9 Nisan 2020 Perşembe

Röportaj: ÖZGÜR CAN ÖNEY (maNga), Surge Music Türkiye İle Evde Kal



        SURGE MUSIC TÜRKİYE İLE #EVDEKAL

                  KONUK: ÖZGÜR CAN ÖNEY



 1- Basılı albümler artık dijital platformlara döndü bu ortamların hızlı tüketime yol açtığı
düşünüyor musunuz? Siz bu durumu nasıl değerlendiriyorsunuz.


Bu durumun avantajları ve dezavantajları var. Avantajı nedir, çok cüzi bir fiyata milyonlarca şarkıya ulaşıyorsun bu iyi bir durum. Dezavantajı bizim zamanımızda kasetler vardı arkadaşından alır saklardın, o şarkılara çalışırdın. Bir senede 10 albüm dinlerdin, dinlediğin şeyi öğrenirdin. Ancak bu durum istemekle
alâkalı isteyen plak alıyor kaset oluyor.
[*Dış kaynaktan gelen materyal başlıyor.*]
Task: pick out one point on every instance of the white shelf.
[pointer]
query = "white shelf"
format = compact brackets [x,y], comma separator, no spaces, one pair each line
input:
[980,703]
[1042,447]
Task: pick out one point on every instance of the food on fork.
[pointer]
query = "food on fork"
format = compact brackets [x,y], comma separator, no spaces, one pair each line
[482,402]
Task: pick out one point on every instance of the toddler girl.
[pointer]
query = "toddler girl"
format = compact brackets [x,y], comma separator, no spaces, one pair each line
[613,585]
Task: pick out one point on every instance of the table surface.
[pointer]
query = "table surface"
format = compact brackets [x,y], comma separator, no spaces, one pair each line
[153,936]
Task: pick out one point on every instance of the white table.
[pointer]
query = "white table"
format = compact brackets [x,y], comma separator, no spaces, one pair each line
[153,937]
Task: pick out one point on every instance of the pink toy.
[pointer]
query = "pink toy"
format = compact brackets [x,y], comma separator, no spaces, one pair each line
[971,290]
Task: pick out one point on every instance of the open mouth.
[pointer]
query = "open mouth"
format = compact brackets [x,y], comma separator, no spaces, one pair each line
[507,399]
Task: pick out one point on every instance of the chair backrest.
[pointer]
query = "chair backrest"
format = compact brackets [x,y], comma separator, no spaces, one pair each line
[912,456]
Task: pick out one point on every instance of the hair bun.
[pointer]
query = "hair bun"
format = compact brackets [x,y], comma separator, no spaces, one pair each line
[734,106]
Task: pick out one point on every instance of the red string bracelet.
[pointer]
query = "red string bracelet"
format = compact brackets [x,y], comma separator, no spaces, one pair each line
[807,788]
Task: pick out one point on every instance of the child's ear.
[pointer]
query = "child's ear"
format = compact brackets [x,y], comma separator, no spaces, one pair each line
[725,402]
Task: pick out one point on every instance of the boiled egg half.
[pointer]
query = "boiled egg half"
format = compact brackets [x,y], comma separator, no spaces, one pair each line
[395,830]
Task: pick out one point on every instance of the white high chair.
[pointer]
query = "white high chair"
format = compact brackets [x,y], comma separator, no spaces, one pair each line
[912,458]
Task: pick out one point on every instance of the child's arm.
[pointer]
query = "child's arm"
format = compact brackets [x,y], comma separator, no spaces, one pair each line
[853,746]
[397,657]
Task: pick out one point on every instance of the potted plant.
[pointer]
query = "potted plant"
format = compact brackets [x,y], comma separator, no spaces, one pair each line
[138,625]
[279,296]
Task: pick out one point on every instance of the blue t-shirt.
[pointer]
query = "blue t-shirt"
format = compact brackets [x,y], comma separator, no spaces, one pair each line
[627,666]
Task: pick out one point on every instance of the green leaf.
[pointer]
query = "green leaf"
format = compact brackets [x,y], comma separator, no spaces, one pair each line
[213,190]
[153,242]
2- Bu platformlar aslında amatörlerin işini kolaylaştırdı diyebilir miyiz?

Evinde müzik yapan birinin piyasaya çıkabilmek için kullanacağı en son şeyler bu platformlar bence. Bundan önce şarkı söyleyebiliyor olman lazım, bir amacının bir duruşunun olması lazım, konser verebilecek kapasitede olman lazım yani konser veremedikten sonra pek anlamı kalmıyor. Kimilerini görüyorum YouTube’da
Spotify’da acayipler ama konserlerinde bilet kesilmiyor. Mesela bizim de sosyal medyamız zayıftır. Müzisyenin asıl görevi Spotify’a YouTube’a içerik üretmek değildir.


3- Davula nasıl başladın?

Çankırı Fen Lisesi’nde yatılı okuyordum bir arkadaşım vardı ne zaman canı sıkılsa eline bir baget alır yatağa vururdu ben de çalmak istiyorum dedim ondan sonra başka bir lisedeki arkadaşlarım beni stüdyoya götürdü. Ankara’da death metal çalan bir arkadaşım vardı stüdyo kiralıyordum stüdyo saatinin son 15 dakikasında bana
davul gösteriyordu. Üniversitede cover gruplarıyla devam ettim sonra Ferman ve Yağmur’la tanışıp öyle devam ettim.


4- MaNga’da back vokal deniyor musun?

Kendi kendime söylerken iyi ama sahnede değişiyor.



5- Antroposen nasıl gidiyor? 

Öney: Herkes gibi bizde karantinadayız ve bazı şeyleri mecbur olarak erteliyoruz ve ne yapacağımızı da bilmiyoruz yani. Yeni bir parçamıza fanlarımızdan gelen görüntüler ile klip yapmayı düşünüyoruz. O görüntüleri topluyoruz. Onun dışında albüm şarkı şu zamanlarda çok zor şeyler hele ki bir araya gelmemiz. Ben kendim
açısından evden canlı yayınla alâkalı bir setup oturtmaya çalışıyorum.


6- ‘’We Could Be The Same’’ neden dijitalde yok diye pek çok kişi soruyor sen ne desin
bu konuda.


Sanatçılar cd’ye kaydedilmiş bir parça yapacakları zaman plak şirketleriyle şöyle bir anlaşma yaparlar ve orda güneş sistemi dahil olmak üzere platformlardaki tüm yayın hakları plak firmasına aittir diye bir anlaşma yaparlar. Biz şarkıyı cd’ye okuduktan sonra şarkı bizden çıkıyor. Bir de Eurovision parçamızda hem TRT hem de
o zamanki plak firması işin içinde.


7- Eurovision için TRT’ye üç parça veriliyor diye biliyorum kalan iki parça We Could Be The Same’in farklı düzenlemeleri miydi yoksa başka parçalar mıydı?

Run ve All We Need Is Everyone’dı ondan sonra seçici kurula gidiyor ve orda ortak bir karar alınıyor ve çoğu zaman grubun seçtiği şarkıyı kabul ediyorlar ortak kararla We Could Be The Same’i seçtik.Run parçamızı Fly To Stay Alive olarak yayımladık,All We Need Is Everyone'da Eriyorum Nihayete oldu.